Shipboard Games

img_2161Found in The Ocean as a Health-Resort (A Handbook for Tourist and Invalids) by William S Wilson (London 1880) this guide to shipboard games. The author start by saying that study on board a ship is nigh impossible and recommends light reading. Is Cricket still played on cruise liners? Certainly there will no longer be shooting or climbing the rigging…

Those who expect to be able to study in the sense of reading hard will almost always be disappointed. There is something in a sea life that seems to be antagonistic to work of this kind, and it is generally seen that those who started with high resolves in this respect very soon subside into light literature or idleness. There are of course exceptions, but they are rare. The prevailing inability to study is, however, scarcely to be regretted in the case of invalids, who cannot do better than provide themselves with a supply of light literature, and direct all their energies towards deriving the greatest possible benefit from their voyage.

 
There are several open-air games which can be played on board ship, and which furnish a capital means of obtaining that exercise, the want of which is one of the drawbacks of being shut up within such narrow limits.

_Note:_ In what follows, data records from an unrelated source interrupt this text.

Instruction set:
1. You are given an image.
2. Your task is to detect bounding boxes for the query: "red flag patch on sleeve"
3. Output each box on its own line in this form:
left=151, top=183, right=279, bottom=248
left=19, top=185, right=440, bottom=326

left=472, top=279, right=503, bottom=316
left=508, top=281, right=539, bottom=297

Of these, one of the most universal is a modification of the game of quoits. The quoits are made by the sailors, and consist of circles of stout rope about six inches in diameter. Each player has two quoits, and there are several ways of playing the game. One of the most usual is to throw from a given distance at a dot chalked on the deck, which takes the place of the peg in the original game. The two quoits that are nearest the mark each score one, unless one of them is directly over the dot, in which case it scores three, A great point in the game as played on board ship is to attempt to drive an adversary’s quoit from an advantageous position. It requires some little skill to allow properly for the force of the wind and the roll of the ship; and a good match between champion players always excites a great deal of interest. Other modifications of the game are — playing into circles with numbered divisions ; endeavouring to throw the quoit over an upright wooden peg fixed in a stand ; and (in rough weather)throwing the quoits into a bucket placed at some little distance from the player.

A good deal of exercise and considerable amusement may be obtained by playing cricket, with such modifications as are necessary to adapt it to a ship’s deck. The single-wicket game is the one usually played, and the wicket is fixed on a wooden stand, but has loose bales. As the balls are necessarily very frequently lost overboard, they are made by the sailors of “spun yarn,” and are supplied to the passengers at so much a dozen. The bats are generally either roughly made by the players themselves, or are supplied by the carpenter. Much amusement is caused by the strange localities into which the ball is sent, and by the difficulty of making the runs if there is much sea on at the time.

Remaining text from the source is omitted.